▸ 1884: Francis Galton attempted to measure intelligence at the Anthropometric Laboratory in London.
▸ 1904: Charles Spearman discovers the general mental factor, which he names "g".
▸ 1905: Alfred Binet and Théodore Simon developed the first successful intelligence scale.
▸ 1912: William Stern introduced the original IQ formula.
▸ 1916: Lewis Terman published the Stanford-Binet Intelligence Scale, an expanded and Americanized version of Binet's tests.
▸ 1917: The U.S. Army created the Army Alpha and Beta Tests during WWI and tests over 1 million men in the word's first large-scale intelligence testing program.
▸ 1939: David Wechsler created the Wechsler-Bellevue Intelligence Scale.
▸ 1955: The first Wechsler Adult Intelligence Scale (WAIS) was published, a revised version of the Wechsler-Bellevue, was published.
▸ 1968: Researchers began investigating potential bias in IQ testing.
▸ 1984: James Flynn publicizes the gradual increase in IQ scores over time, a phenomenon later named the Flynn Effect.
▸ 1988: Richard J. Haier publishes the first study linking scores to brain anatomy.
▸ 1993: John B. Carroll publishes Human Cognitive Abilities, which makes the Cattell-Horn-Carroll (CHC) Theory became a leading model of cognitive abilities.
▸ 2000: The International Society for Intelligence Research (ISIR) is founded.
▸ 2025: The RIOT Launch – Built on over a century of IQ research, the RIOT test combines modern computerized testing with scientifically validated intelligence assessment.
Key Points
◉ Intelligence testing evolved from physical measurements to complex cognitive assessments
◉ Environmental factors significantly influence cognitive performance
◉ Cultural context and individual differences are crucial in understanding intelligence
◉ Modern tests aim to be more comprehensive, unbiased, and scientifically rigorous
Intelligence testing has transformed dramatically since its inception in the late 19th century. This timeline traces the over a century-long history of how we measure human cognitive abilities.
For over 100 years, scientists, psychologists, and researchers have grappled with how to measure human intelligence, developing increasingly sophisticated methods to understand the intricate nature of intelligence.
Intelligence testing represents more than just a scientific endeavor—it is a profound exploration of human potential. This journey is not simply about creating tests, but about unraveling the mysteries of human cognition. It is a story of persistent curiosity, technological innovation, and a deep commitment to understanding the remarkable capabilities of the human mind.
Let's start at the beginning...
The first attempt at measuring human intelligence was carried out by Francis Galton, who established the Anthropometric Laboratory in London as a setting to conduct his tests. Convinced that the source of intelligence was in the brain, Galton hypothesized that larger, healthier, and better-functioning brains would also be smarter brains. Galton proposed that individuals with larger heads were likely more intelligent. Additionally, he suggested that better visual acuity and reaction time might reflect underlying cognitive strengths. Below is an illustration of his measuring devices:
His approach focused on physical measurements like head size, strength, and sensory acuity, believing these could indicate mental capabilities by measuring a well functioning nervous system. Influenced by the publication of his half-cousin Charles Darwin's On the Origin of Species, Galton also believed that intelligence was a trait passed down through genetic inheritance. Galton’s data at the time did not support his theories, though. While primitive by today's standards, Galton's work laid the groundwork for future intelligence research.
In 1904, Charles Spearman, a former British military officer, administered a series of academic and sensory tests to a sample of school children. Spearman discovered that performance on all of the tests was positively correlated, meaning that children who performed well on one test tended to perform well on the others.
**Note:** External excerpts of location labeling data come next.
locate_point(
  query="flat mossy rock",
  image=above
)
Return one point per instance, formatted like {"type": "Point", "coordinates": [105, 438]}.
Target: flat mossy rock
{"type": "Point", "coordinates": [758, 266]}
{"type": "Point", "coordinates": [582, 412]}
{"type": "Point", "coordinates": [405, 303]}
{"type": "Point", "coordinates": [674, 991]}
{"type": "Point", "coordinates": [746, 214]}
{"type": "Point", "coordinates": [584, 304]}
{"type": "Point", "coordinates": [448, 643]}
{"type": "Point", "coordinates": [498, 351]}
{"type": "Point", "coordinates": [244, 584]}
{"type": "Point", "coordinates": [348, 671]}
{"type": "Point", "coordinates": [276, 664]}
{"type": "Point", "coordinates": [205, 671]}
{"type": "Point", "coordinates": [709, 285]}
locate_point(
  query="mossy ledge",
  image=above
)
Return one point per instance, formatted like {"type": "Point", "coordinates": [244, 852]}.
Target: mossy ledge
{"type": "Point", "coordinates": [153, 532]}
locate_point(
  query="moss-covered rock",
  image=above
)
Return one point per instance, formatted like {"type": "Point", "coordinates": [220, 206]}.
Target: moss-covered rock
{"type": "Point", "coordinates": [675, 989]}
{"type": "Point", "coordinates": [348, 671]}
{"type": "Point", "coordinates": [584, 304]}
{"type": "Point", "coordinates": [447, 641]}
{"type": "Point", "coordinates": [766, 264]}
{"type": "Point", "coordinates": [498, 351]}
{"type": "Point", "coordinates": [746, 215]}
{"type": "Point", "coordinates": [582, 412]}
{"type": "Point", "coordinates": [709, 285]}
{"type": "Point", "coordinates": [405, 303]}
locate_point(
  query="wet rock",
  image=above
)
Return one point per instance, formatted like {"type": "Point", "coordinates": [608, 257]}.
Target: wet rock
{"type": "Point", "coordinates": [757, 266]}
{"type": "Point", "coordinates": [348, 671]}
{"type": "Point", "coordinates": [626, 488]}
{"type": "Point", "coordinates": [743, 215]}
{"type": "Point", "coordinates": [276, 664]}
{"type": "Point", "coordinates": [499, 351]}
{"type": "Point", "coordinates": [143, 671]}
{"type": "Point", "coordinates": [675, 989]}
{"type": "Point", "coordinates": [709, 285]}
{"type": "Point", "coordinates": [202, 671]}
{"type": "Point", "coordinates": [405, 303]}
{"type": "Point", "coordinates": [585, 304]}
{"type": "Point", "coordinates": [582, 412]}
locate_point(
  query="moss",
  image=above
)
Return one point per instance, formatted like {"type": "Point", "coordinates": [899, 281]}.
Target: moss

Spearman hypothesized that this pattern of test performance had a common cause, which he believed was intelligence. To test his theory, Spearman invented a new statistical method called factor analysis, and with it he discovered that performance on all of the tests could indeed be attributed to a common cause, which he called “g” (an abbreviation for the “general factor” or “general intelligence”). Even today, modern versions of factor analysis are used in intelligence research, and g is central to mainstream theories of intelligence.
Alfred Binet and Théodore Simon developed the first successful intelligence scale in France. Galton's work inspired Binet and Simon to measure human intelligence. Binet and Simon created a series of questions that tested memory, attention, and problem-solving skills. Unlike tests that measured academic knowledge, Binet's assessment targeted more complex mental processes like attention, language comprehension, and memory.
Above is an example mental test from the first Binet-Simon Scale. The resulting evaluation became known as the Binet-Simon Intelligence Scale. Their novel test aimed to identify students who might need additional educational support. This test became the first successful intelligence test and was revised twice before Binet’s death in 1911.
William Stern introduced the original Intelligence Quotient (IQ) formula, providing a mathematical method to express cognitive abilities. Stern was intrigued by the challenge of measuring mental development. His fundamental question—how to systematically track intellectual growth—became the driving force behind his groundbreaking work in developing what was then called the “mental quotient” (MQ). Stern transformed Binet's original approach by changing how intelligence was calculated. Instead of simply subtracting mental age from chronological age, Stern proposed dividing mental age by chronological age.
MQ = Mental Age / Chronological Age
This formula provided a standardized measure that remained consistent across different age groups, making it a more reliable indicator of cognitive abilities. This allowed for standardized comparisons of mental performance across different individuals, transforming intelligence from an abstract concept to a measurable metric.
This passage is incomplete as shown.